Perhaps being overwhelmed is more of a feeling. After nearly two years of the pandemic, NHS staff are exhausted and almost half report illness from work related stress.24 Some have experienced severe moral and psychological distress.2526 Recent public polling suggests that one in four people are not confident in the NHS’s ability to provide the care they need.27

The Oxford English Dictionary offers various definitions of overwhelmed, including “sudden ruin or destruction.” But looking for a single moment when the NHS goes up in smoke misses the point. Millions of patients and staff are already feeling the negative effects of a healthcare system struggling to cope with the unbearable demands placed on it. This will not be a short term phenomenon: government has provided insufficient funding to clear the backlog of unmet care28 and the NHS has no long term plan to deal with staff shortages.

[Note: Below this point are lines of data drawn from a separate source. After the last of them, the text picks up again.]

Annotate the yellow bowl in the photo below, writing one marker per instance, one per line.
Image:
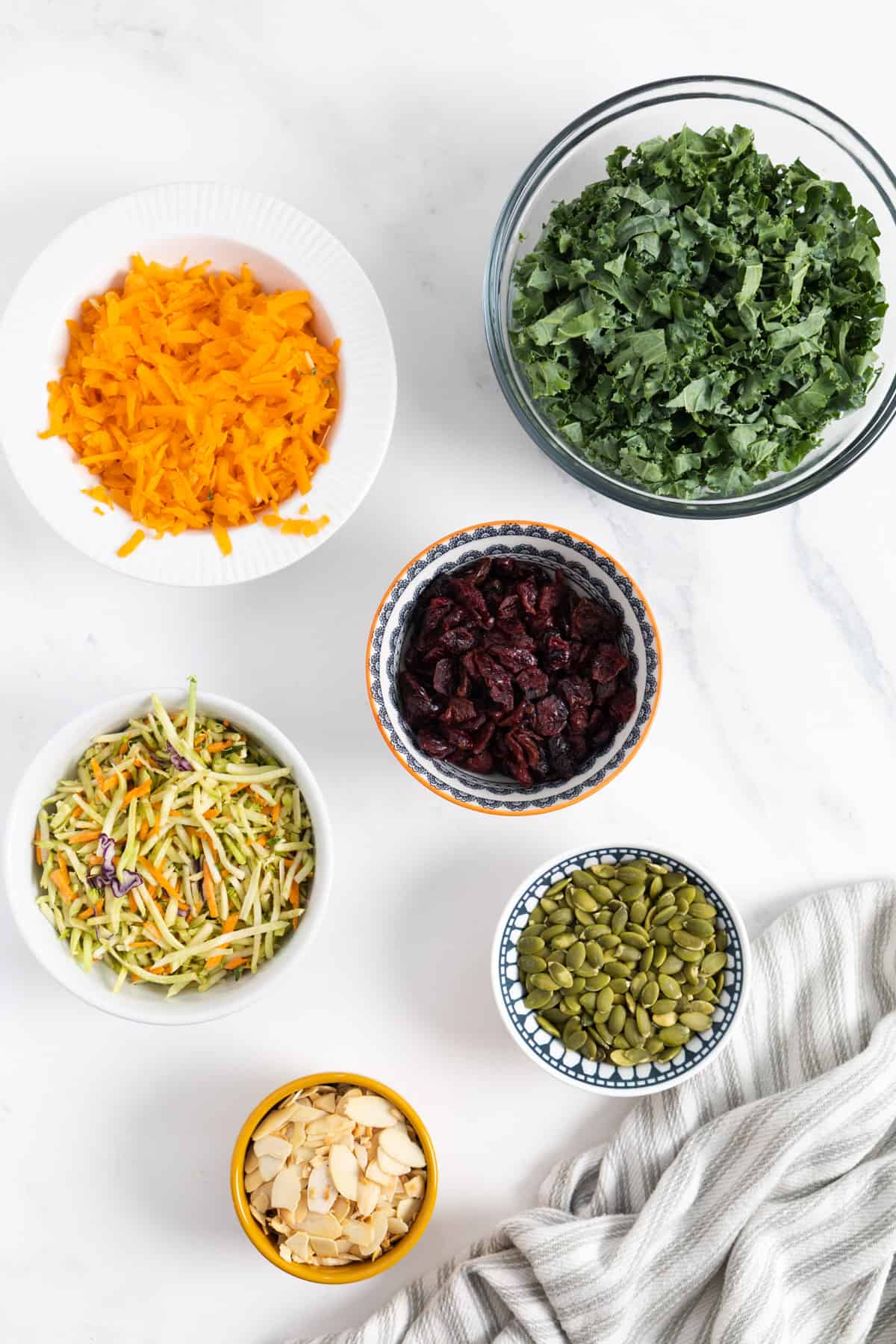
(339, 1273)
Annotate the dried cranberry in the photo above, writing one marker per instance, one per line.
(551, 715)
(622, 703)
(444, 676)
(534, 683)
(578, 721)
(433, 742)
(556, 652)
(609, 662)
(509, 670)
(470, 598)
(457, 641)
(418, 702)
(435, 611)
(458, 712)
(561, 757)
(528, 594)
(509, 608)
(575, 691)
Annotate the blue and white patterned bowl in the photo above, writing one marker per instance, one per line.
(550, 1054)
(588, 569)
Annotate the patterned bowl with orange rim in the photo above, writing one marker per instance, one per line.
(588, 569)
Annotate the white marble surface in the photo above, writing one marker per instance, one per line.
(401, 127)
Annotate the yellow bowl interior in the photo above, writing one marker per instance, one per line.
(337, 1273)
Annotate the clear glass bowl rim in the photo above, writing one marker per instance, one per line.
(738, 89)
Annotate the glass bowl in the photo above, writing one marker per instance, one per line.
(788, 127)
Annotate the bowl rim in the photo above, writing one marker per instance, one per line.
(648, 1089)
(255, 221)
(602, 483)
(534, 811)
(336, 1273)
(94, 988)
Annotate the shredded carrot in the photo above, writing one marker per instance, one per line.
(156, 875)
(132, 544)
(60, 880)
(208, 892)
(196, 398)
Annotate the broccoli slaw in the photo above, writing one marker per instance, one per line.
(180, 851)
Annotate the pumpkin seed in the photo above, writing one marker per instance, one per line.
(676, 1035)
(696, 1021)
(714, 962)
(547, 1026)
(528, 942)
(625, 964)
(688, 940)
(529, 964)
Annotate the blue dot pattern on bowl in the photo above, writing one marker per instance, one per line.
(605, 1077)
(410, 589)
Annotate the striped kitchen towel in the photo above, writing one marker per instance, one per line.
(754, 1203)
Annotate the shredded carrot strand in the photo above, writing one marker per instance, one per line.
(198, 399)
(208, 892)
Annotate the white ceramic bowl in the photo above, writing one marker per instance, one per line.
(606, 1080)
(588, 569)
(228, 226)
(144, 1003)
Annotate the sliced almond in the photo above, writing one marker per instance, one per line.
(273, 1147)
(379, 1228)
(321, 1191)
(261, 1198)
(385, 1179)
(287, 1189)
(398, 1144)
(299, 1245)
(408, 1210)
(374, 1112)
(321, 1225)
(269, 1166)
(274, 1120)
(367, 1195)
(390, 1166)
(344, 1169)
(253, 1182)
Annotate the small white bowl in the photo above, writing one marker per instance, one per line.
(146, 1003)
(588, 569)
(606, 1080)
(227, 226)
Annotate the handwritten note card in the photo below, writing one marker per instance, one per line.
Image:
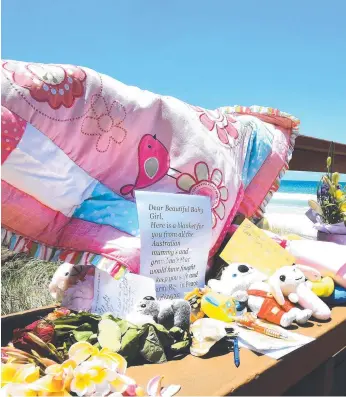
(175, 235)
(251, 245)
(119, 296)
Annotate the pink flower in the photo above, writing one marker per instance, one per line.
(104, 121)
(203, 184)
(49, 83)
(212, 119)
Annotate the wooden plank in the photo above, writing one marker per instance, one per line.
(310, 154)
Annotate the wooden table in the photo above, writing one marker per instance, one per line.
(318, 368)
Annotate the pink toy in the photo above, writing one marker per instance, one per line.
(290, 281)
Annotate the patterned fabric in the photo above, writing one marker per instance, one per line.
(77, 144)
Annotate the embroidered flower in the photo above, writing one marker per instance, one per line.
(212, 119)
(205, 185)
(104, 120)
(49, 83)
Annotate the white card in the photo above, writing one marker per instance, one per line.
(119, 296)
(175, 233)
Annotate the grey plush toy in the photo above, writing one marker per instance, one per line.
(169, 313)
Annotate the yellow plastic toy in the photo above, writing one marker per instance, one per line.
(218, 306)
(194, 298)
(324, 287)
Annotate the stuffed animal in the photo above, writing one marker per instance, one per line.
(65, 277)
(194, 298)
(169, 313)
(235, 280)
(263, 304)
(290, 281)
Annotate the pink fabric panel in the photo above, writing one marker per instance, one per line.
(28, 217)
(105, 240)
(12, 129)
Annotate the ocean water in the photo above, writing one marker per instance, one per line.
(293, 196)
(286, 210)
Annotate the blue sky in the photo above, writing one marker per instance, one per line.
(290, 55)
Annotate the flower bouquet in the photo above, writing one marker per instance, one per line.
(329, 212)
(51, 357)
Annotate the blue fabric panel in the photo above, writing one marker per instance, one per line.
(105, 207)
(258, 150)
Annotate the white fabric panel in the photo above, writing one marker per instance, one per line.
(40, 168)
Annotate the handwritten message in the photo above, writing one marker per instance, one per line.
(251, 245)
(175, 235)
(119, 296)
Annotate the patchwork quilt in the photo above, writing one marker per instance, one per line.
(77, 144)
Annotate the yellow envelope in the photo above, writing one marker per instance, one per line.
(251, 245)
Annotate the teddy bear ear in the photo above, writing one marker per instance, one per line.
(149, 298)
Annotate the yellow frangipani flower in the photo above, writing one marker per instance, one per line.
(19, 389)
(19, 373)
(112, 359)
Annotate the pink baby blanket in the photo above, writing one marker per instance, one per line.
(77, 144)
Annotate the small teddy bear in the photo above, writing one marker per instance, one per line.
(169, 313)
(235, 280)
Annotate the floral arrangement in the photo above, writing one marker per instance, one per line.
(331, 198)
(33, 366)
(88, 371)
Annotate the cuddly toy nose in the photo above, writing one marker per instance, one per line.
(243, 268)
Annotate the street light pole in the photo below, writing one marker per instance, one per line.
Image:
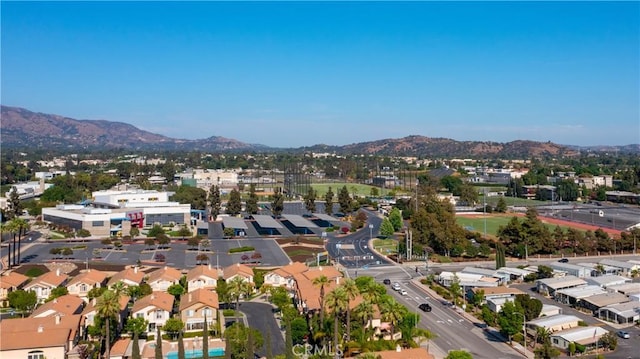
(524, 332)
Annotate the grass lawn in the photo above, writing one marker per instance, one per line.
(476, 224)
(300, 252)
(354, 188)
(385, 246)
(513, 201)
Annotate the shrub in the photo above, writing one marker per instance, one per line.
(241, 249)
(34, 272)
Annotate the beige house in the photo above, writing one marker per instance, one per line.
(156, 308)
(202, 277)
(90, 311)
(238, 270)
(283, 277)
(160, 280)
(39, 338)
(405, 353)
(44, 284)
(10, 281)
(81, 284)
(195, 305)
(131, 276)
(63, 305)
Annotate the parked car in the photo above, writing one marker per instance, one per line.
(624, 335)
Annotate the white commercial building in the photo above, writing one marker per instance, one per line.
(583, 335)
(115, 212)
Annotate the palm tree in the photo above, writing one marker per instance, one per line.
(364, 312)
(392, 312)
(337, 300)
(108, 307)
(7, 228)
(237, 288)
(23, 228)
(351, 291)
(321, 282)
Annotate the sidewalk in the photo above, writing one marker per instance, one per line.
(489, 330)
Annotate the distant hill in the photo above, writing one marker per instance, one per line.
(24, 129)
(445, 147)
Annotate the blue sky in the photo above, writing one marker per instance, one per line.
(291, 74)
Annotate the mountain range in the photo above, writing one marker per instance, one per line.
(24, 129)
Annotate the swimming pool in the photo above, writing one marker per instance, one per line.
(195, 354)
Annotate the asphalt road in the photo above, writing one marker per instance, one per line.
(352, 250)
(627, 348)
(180, 255)
(260, 317)
(449, 326)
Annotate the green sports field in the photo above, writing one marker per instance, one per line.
(477, 223)
(354, 188)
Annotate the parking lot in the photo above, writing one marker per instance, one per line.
(178, 254)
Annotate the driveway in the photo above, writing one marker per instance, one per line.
(260, 317)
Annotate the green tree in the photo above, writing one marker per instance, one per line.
(95, 292)
(57, 293)
(215, 202)
(458, 354)
(158, 348)
(252, 201)
(468, 194)
(136, 326)
(310, 200)
(14, 205)
(500, 256)
(351, 292)
(510, 319)
(22, 300)
(288, 341)
(181, 352)
(234, 205)
(501, 206)
(223, 290)
(455, 289)
(452, 184)
(238, 336)
(386, 228)
(322, 282)
(392, 312)
(173, 326)
(205, 338)
(299, 330)
(277, 205)
(395, 217)
(184, 231)
(344, 200)
(328, 202)
(337, 300)
(567, 190)
(108, 308)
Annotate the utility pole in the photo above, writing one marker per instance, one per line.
(484, 210)
(409, 244)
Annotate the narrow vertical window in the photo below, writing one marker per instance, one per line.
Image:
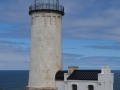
(90, 87)
(74, 87)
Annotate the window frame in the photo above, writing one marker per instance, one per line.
(90, 87)
(74, 87)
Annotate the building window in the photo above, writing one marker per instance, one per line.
(74, 87)
(90, 87)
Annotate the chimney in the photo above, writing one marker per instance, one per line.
(71, 69)
(106, 70)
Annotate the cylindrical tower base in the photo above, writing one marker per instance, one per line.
(41, 88)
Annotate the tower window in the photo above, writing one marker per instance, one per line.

Looking for a single definition also misses the point. Different healthcare systems have different starting points, values, and expectations—and these change over time. Going into the pandemic, the UK had fewer doctors and hospital beds per capita than most comparable countries. Germany, meanwhile, had high levels of both.1329 Yet both countries have been high spenders on their health system response to covid-19 compared with other European countries.13 These and other factors, like political leadership and public health measures,30 have affected the ability of healthcare systems to cope with covid-19. Longstanding underfunding and neglect of social care in England has also had an effect.31

The prime minister has suggested England can “ride out” the latest wave of covid-19 infections without introducing further covid-19 measures.6 He faces pressure from his own MPs to avoid more restrictions32 and relied on Labour votes to introduce the relatively modest policy measures already in place. This is ultimately a political gamble—and government must be honest about the consequences for the NHS and the public it serves.


  • Competing interests: I have read and understood BMJ policy on declaration of interests and have no interests to declare.

  • Provenance and peer review: Commissioned; not externally peer reviewed.